Overscan region trimming for obs package

dangause · August 20, 2025, 6:35pm

I’m in the process of debugging my obs package for the Nickel telescope and custom processCcd pipeline for the Nickel Telescope, and I’ve been running into a persistent issue where the overscan region isn’t trimmed in downstream datasets.

Currently I have my obs package running with a basic single frame pipeline consisting of ISR + CalibrateImage steps. I’m working on some finer tuning aspects (defect mask, color terms, etc), but it’s successfully detecting sources and running astrometry / photometry.

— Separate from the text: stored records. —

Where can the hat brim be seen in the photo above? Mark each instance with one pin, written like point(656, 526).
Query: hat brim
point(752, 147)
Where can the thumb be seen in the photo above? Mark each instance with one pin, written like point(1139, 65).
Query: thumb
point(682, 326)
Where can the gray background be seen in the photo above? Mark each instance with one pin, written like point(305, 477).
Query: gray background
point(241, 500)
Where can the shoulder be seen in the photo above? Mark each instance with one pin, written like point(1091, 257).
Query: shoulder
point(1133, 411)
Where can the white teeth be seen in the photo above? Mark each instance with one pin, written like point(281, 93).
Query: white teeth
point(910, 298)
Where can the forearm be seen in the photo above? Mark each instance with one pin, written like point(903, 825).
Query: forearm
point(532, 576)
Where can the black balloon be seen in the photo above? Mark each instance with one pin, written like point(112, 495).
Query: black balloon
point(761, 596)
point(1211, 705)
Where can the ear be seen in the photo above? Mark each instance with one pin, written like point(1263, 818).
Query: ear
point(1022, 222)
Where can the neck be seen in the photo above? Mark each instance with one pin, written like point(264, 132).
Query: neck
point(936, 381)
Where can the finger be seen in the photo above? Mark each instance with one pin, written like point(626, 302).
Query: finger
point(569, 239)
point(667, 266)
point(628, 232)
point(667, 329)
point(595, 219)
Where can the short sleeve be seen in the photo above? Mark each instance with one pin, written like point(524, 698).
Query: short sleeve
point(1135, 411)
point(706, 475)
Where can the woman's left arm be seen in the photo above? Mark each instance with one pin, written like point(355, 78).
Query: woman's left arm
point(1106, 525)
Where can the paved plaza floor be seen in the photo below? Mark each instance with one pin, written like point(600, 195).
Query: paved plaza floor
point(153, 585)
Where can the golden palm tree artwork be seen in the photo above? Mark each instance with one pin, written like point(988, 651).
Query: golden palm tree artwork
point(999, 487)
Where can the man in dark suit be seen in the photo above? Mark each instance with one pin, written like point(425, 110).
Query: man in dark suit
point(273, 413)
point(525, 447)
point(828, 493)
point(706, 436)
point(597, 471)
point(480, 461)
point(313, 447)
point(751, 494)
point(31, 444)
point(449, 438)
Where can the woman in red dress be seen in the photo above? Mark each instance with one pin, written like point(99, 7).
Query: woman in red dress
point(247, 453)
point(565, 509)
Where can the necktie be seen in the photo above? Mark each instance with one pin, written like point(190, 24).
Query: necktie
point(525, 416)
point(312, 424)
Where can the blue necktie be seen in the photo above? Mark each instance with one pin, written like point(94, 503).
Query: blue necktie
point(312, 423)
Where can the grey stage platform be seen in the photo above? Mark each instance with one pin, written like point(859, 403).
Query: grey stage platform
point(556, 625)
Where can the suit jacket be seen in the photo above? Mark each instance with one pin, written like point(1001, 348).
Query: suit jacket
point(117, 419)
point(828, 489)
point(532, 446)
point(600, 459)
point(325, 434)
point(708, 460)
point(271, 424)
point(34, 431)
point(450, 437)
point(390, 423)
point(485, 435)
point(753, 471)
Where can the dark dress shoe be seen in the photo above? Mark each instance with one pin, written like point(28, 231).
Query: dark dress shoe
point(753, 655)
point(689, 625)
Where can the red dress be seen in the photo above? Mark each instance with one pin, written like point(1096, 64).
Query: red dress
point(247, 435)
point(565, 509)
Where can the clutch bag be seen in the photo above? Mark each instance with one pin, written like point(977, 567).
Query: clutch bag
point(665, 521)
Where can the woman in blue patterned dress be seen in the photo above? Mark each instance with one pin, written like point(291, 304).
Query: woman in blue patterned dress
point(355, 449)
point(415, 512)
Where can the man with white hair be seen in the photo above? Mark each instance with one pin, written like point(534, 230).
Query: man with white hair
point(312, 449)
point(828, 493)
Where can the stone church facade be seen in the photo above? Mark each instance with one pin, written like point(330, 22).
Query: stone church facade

It is my understanding that post ISR datasets should have the overscan region fully trimmed out of the image. Yet despite specifying the overscan region in my camera yaml, I’m still seeing the overscan region in postISRCCD and initial_pvi dataset exposures (in addition to flat, bias, etc). I’m also The overscan region appears to be masked as BAD pixels, but it’s definitely still there.

Is this expected behavior? Or am I dealing with overscan incorrectly?

For context, the Nickel CCD has an overscan region in the rightmost 32 columns. I’m also masking ~30 data columns at the rightmost edge of the frame (to the left of the overscan region) to deal with what I’ve determined to be rolloff.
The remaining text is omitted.